The problem is more difficult when using trace, because trace contains historical information. When analyzing a trace the debugger needs to know what images were loaded when the trace data was collected, rather than what images are loaded now. Additionally, even without a valid image, you can do some very basic, but sometimes useful interactive debugging, such as single-stepping instructions. The compression algorithm used for trace data means that the debugger cannot start to decode trace data unless the images that were loaded when it was generated are available.

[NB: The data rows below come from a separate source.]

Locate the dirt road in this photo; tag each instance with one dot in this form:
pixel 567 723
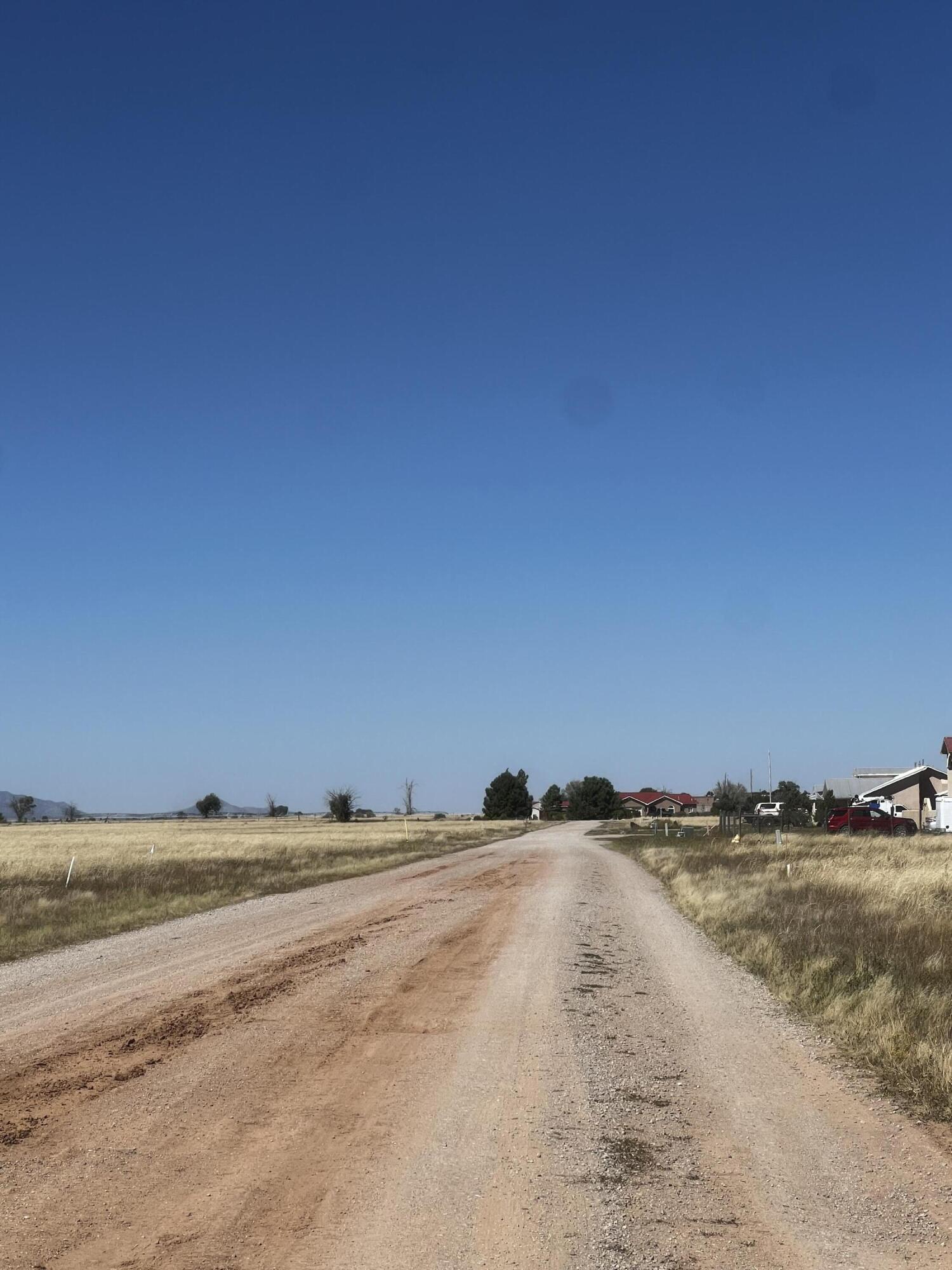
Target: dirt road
pixel 517 1057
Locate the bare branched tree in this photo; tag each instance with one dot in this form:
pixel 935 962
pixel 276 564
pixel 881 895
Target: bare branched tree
pixel 23 806
pixel 341 803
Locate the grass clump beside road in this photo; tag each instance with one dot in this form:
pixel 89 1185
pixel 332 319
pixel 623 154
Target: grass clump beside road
pixel 857 938
pixel 119 886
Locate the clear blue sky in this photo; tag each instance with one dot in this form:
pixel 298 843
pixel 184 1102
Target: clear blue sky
pixel 418 391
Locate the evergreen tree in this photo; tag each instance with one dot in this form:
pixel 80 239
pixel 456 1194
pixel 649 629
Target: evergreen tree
pixel 593 798
pixel 508 798
pixel 552 805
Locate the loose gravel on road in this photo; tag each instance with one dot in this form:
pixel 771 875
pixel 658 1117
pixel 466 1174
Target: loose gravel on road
pixel 519 1057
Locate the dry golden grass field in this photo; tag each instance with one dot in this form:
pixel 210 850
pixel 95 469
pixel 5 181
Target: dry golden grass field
pixel 856 934
pixel 119 883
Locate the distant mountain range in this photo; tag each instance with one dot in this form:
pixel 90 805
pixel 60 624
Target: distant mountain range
pixel 55 811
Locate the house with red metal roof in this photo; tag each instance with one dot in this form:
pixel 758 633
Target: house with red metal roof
pixel 658 803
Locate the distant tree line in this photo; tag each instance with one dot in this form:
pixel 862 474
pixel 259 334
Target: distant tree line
pixel 508 798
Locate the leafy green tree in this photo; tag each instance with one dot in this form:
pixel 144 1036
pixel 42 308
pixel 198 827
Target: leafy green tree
pixel 552 805
pixel 593 798
pixel 798 808
pixel 731 797
pixel 342 803
pixel 826 805
pixel 22 806
pixel 209 806
pixel 508 798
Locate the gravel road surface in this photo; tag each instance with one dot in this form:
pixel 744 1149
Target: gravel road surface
pixel 519 1056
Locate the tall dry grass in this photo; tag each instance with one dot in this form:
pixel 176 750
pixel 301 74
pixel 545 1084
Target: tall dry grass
pixel 119 885
pixel 857 938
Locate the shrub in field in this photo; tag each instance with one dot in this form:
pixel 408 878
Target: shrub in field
pixel 209 806
pixel 22 806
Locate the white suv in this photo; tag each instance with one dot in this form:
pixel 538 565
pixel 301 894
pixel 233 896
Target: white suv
pixel 775 810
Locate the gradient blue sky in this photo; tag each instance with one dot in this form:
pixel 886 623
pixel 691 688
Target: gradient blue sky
pixel 397 389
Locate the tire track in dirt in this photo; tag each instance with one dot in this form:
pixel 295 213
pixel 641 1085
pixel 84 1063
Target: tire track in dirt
pixel 280 1136
pixel 49 1088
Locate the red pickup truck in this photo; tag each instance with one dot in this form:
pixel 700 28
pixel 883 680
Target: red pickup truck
pixel 870 820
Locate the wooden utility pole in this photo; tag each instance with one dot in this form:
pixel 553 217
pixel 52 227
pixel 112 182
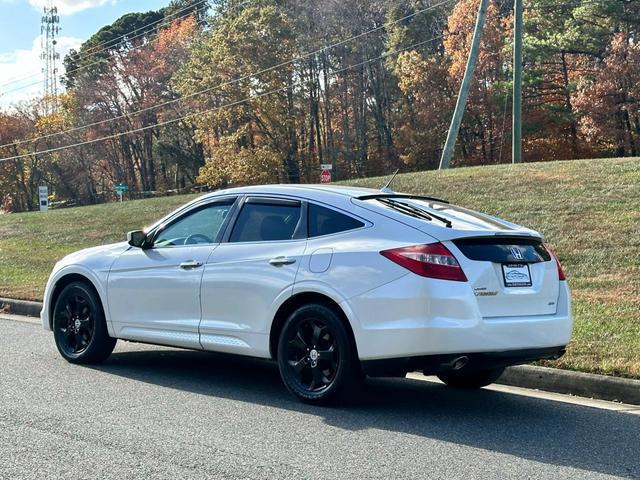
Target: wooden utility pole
pixel 452 136
pixel 516 140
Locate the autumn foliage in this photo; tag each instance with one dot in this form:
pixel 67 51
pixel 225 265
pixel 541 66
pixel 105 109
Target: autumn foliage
pixel 261 91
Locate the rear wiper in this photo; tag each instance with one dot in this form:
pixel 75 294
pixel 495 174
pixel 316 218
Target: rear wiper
pixel 418 210
pixel 403 207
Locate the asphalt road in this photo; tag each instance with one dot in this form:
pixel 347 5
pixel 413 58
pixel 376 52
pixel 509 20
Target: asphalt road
pixel 152 412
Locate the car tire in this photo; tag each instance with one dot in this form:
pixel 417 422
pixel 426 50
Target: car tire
pixel 79 326
pixel 317 360
pixel 471 379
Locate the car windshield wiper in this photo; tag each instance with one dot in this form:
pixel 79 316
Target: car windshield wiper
pixel 416 210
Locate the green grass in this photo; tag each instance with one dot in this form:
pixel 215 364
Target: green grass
pixel 588 210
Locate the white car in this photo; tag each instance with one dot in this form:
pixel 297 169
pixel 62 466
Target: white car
pixel 331 282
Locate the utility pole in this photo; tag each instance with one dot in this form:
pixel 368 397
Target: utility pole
pixel 452 136
pixel 49 30
pixel 516 148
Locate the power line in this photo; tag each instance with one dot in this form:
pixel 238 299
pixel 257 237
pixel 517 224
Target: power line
pixel 230 82
pixel 110 43
pixel 214 109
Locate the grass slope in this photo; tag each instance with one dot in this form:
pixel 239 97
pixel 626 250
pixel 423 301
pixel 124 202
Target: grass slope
pixel 589 210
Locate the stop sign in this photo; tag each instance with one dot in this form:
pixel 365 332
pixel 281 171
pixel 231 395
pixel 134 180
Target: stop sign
pixel 325 176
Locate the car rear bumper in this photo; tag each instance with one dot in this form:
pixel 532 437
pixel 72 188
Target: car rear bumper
pixel 397 321
pixel 434 364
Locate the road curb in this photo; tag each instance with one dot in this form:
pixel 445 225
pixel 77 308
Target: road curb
pixel 20 307
pixel 601 387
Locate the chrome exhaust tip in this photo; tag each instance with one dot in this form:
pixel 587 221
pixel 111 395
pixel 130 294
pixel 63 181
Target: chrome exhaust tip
pixel 459 363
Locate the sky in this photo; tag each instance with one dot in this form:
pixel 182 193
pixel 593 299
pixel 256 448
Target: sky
pixel 20 37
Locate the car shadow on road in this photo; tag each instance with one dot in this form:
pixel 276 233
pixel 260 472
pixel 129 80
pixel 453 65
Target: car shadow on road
pixel 535 429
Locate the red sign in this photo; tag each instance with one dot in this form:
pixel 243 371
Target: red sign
pixel 325 176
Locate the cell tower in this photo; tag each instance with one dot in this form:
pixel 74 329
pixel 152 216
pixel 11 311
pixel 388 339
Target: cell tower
pixel 49 30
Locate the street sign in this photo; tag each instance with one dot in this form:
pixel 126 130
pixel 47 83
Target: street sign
pixel 43 197
pixel 325 176
pixel 121 188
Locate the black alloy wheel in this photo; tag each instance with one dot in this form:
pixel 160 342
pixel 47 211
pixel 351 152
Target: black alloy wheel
pixel 316 358
pixel 79 326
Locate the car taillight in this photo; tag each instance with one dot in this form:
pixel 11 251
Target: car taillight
pixel 552 252
pixel 433 260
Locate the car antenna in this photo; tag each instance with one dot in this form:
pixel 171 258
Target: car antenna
pixel 386 188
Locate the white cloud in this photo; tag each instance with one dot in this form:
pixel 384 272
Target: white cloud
pixel 20 70
pixel 69 7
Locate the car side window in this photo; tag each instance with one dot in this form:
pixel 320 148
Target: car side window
pixel 264 222
pixel 324 221
pixel 199 226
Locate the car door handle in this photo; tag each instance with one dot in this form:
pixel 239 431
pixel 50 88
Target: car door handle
pixel 190 265
pixel 280 261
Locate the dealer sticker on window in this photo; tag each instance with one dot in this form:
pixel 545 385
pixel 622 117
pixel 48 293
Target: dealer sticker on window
pixel 516 275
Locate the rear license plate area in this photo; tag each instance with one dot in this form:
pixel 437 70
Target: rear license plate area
pixel 516 275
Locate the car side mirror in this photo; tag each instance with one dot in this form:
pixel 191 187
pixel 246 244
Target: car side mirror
pixel 137 238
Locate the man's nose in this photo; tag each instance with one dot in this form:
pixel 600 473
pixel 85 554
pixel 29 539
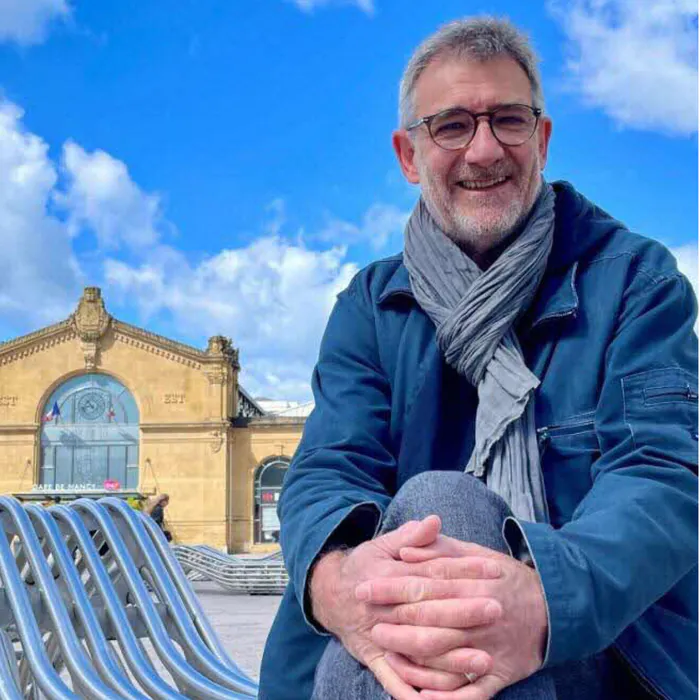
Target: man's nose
pixel 484 149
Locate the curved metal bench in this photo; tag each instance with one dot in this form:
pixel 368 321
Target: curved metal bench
pixel 83 587
pixel 265 575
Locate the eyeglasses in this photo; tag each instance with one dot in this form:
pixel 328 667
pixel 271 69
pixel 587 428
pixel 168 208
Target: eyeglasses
pixel 511 125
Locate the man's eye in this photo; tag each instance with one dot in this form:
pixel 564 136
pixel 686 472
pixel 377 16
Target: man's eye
pixel 510 121
pixel 450 127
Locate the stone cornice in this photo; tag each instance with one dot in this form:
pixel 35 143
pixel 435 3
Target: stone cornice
pixel 174 427
pixel 170 349
pixel 269 422
pixel 28 428
pixel 31 343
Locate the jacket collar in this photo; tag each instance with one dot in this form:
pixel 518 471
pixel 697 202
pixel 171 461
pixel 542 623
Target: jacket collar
pixel 579 228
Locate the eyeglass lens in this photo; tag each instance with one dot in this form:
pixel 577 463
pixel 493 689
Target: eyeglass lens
pixel 512 125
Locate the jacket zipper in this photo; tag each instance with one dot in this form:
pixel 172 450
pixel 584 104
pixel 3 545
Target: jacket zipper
pixel 544 434
pixel 648 686
pixel 686 392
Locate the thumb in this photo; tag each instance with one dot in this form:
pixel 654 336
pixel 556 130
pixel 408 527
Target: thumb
pixel 414 533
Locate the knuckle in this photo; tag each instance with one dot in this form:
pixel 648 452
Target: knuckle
pixel 416 591
pixel 438 569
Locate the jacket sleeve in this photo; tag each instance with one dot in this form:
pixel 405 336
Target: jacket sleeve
pixel 634 535
pixel 336 488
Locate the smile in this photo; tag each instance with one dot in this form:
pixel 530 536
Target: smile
pixel 481 184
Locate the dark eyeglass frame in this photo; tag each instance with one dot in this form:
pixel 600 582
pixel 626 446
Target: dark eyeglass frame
pixel 536 111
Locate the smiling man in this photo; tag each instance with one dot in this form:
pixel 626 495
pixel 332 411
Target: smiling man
pixel 496 494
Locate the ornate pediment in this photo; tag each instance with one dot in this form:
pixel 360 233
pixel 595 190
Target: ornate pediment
pixel 91 321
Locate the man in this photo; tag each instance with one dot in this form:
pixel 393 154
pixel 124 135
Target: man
pixel 496 493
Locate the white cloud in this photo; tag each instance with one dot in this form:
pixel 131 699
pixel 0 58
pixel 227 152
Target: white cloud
pixel 382 226
pixel 272 297
pixel 367 6
pixel 102 197
pixel 27 22
pixel 687 259
pixel 636 60
pixel 39 274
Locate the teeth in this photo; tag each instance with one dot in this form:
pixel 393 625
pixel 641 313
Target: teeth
pixel 481 185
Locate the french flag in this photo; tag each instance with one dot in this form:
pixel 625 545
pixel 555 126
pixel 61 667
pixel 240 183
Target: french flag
pixel 53 413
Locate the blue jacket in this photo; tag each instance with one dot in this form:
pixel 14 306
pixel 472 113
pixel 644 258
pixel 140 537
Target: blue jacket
pixel 610 335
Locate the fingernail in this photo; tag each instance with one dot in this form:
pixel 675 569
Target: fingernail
pixel 363 591
pixel 492 610
pixel 492 569
pixel 480 666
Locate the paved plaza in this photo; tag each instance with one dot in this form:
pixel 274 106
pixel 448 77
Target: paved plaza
pixel 241 621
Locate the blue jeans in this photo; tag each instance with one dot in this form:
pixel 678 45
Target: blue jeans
pixel 472 513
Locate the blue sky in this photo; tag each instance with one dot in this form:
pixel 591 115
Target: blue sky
pixel 226 167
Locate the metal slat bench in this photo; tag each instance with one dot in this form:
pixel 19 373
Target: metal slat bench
pixel 265 575
pixel 83 587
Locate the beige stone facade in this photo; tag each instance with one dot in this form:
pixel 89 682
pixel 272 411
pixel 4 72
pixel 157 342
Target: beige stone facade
pixel 201 439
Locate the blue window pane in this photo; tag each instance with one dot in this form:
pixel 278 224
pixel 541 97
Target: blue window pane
pixel 47 466
pixel 117 463
pixel 64 465
pixel 94 435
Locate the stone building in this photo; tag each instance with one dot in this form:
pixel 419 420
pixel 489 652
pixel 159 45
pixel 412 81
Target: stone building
pixel 92 404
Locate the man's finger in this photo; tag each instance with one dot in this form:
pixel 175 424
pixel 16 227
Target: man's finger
pixel 450 568
pixel 413 589
pixel 445 546
pixel 423 677
pixel 459 661
pixel 415 533
pixel 484 688
pixel 457 613
pixel 421 642
pixel 390 680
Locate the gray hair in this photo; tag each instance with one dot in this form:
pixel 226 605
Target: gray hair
pixel 476 38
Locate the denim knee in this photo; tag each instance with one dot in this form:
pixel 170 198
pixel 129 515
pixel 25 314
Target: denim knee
pixel 468 509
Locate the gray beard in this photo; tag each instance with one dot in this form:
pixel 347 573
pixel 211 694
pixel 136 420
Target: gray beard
pixel 475 236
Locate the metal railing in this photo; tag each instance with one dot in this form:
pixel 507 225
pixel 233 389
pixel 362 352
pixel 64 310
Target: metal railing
pixel 264 575
pixel 85 589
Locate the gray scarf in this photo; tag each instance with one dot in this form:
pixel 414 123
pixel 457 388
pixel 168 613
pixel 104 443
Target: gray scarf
pixel 474 313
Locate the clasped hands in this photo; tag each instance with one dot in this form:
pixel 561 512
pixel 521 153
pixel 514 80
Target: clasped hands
pixel 434 618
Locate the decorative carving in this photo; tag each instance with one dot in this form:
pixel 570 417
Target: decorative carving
pixel 247 408
pixel 91 319
pixel 217 440
pixel 216 375
pixel 221 345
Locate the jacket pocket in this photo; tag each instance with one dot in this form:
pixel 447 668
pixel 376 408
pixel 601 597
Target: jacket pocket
pixel 567 452
pixel 574 437
pixel 661 412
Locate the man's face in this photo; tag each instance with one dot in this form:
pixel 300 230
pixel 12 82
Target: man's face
pixel 476 219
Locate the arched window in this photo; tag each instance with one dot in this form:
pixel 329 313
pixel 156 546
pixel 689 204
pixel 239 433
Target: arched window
pixel 90 434
pixel 268 484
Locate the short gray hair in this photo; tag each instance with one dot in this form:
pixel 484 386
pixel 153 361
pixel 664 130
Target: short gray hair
pixel 477 38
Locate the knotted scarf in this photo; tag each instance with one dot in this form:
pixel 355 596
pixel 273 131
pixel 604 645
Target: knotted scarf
pixel 474 312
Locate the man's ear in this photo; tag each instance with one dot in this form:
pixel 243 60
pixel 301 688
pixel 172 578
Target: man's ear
pixel 544 133
pixel 405 152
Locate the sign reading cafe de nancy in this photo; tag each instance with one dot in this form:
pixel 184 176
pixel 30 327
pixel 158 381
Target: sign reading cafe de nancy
pixel 91 405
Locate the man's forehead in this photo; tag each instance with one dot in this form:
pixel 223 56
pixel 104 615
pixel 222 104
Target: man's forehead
pixel 454 81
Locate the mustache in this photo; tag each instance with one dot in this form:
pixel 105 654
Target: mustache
pixel 481 174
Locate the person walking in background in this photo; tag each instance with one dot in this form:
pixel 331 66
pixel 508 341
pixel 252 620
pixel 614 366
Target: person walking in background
pixel 155 507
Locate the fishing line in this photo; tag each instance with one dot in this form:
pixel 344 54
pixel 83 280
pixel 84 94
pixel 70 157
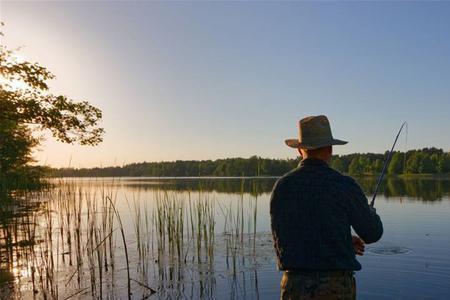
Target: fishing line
pixel 386 163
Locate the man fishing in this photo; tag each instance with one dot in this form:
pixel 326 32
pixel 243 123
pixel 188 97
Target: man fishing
pixel 313 209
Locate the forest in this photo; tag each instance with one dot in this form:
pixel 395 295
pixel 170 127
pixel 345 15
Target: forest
pixel 422 161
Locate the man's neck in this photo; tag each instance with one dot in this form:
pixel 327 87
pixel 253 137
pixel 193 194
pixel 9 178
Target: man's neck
pixel 316 158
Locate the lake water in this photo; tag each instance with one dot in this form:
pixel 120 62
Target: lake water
pixel 200 238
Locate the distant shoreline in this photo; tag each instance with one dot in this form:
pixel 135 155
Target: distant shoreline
pixel 401 176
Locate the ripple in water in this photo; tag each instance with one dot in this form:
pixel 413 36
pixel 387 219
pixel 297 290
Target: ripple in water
pixel 390 250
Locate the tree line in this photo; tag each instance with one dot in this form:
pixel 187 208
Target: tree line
pixel 423 161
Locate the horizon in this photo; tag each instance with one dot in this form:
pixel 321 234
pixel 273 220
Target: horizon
pixel 239 157
pixel 203 81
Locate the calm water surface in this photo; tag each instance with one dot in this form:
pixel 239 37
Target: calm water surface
pixel 218 244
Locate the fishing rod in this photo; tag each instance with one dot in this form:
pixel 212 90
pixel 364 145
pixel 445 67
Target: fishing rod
pixel 386 163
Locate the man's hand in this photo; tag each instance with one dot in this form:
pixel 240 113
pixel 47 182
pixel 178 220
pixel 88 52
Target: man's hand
pixel 358 245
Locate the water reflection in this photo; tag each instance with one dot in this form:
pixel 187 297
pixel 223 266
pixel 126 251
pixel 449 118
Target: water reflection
pixel 415 188
pixel 191 238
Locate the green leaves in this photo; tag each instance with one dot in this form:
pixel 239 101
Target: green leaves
pixel 26 105
pixel 69 121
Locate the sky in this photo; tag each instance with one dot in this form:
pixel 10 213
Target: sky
pixel 208 80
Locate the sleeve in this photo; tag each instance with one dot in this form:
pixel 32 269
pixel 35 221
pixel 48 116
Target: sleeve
pixel 277 227
pixel 363 218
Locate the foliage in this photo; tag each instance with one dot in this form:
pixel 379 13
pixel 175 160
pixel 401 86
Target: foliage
pixel 424 161
pixel 27 106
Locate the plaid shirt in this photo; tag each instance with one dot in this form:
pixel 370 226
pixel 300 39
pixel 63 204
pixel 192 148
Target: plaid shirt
pixel 312 210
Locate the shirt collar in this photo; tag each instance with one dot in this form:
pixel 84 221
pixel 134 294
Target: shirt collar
pixel 312 162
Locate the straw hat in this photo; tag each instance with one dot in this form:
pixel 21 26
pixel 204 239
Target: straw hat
pixel 314 132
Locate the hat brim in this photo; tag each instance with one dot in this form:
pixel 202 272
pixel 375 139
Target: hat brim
pixel 294 143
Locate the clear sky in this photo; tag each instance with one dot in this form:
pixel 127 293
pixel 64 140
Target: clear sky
pixel 208 80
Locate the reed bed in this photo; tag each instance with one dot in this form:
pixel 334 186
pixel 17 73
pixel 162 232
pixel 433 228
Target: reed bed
pixel 74 242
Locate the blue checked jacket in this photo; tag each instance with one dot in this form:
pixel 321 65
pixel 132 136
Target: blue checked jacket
pixel 312 210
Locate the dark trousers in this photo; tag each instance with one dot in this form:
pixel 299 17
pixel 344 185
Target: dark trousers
pixel 318 285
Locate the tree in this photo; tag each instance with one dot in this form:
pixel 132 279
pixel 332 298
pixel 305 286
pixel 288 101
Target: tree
pixel 337 164
pixel 26 106
pixel 355 166
pixel 396 164
pixel 377 166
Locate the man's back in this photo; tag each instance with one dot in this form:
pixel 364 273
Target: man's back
pixel 312 209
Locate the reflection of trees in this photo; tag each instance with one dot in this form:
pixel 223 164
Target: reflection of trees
pixel 424 188
pixel 253 186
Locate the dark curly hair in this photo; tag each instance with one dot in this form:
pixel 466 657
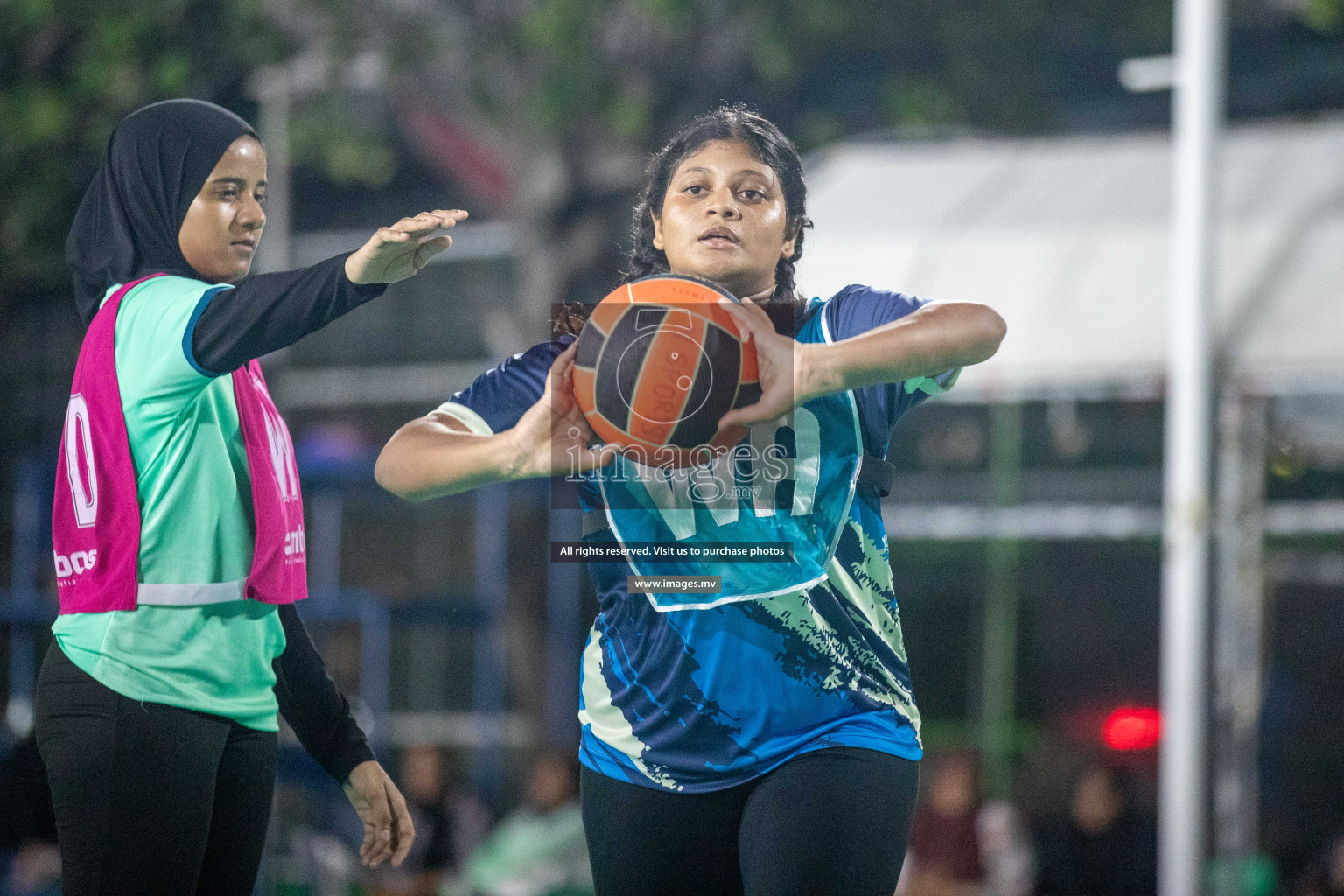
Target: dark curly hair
pixel 769 145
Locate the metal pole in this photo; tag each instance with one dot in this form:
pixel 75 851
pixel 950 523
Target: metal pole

In particular, you must remember that, for ALL embedded trace solutions to work, an image of the code being executed must be available to the trace decompression software of the debugger. This is because the instructions being executed are not broadcast, due to the data bandwidth that would be required, and so only the minimum of address information is traced. This means that, given a (compressed) address issued by the trace port, the tools must be able to know what instructions are at and around that point. This allows the target address of direct branches (B and BL instructions in the case of ARM) to be implied. Virtual memory and software paging, (effectively self-modifying code) for example, make this hard because the debugger probably does not know where the code ends up being executed from.

For a device with a full MMU, and an operating system that loads application and OS code into arbitrary locations in RAM, a way of telling the debugger what the code image for a particular trace sequence is required. The side-effect of this is that the closer to a physical address that can be supplied the better. For ARM720T the chosen solution is to broadcast the modified virtual address on the trace interface.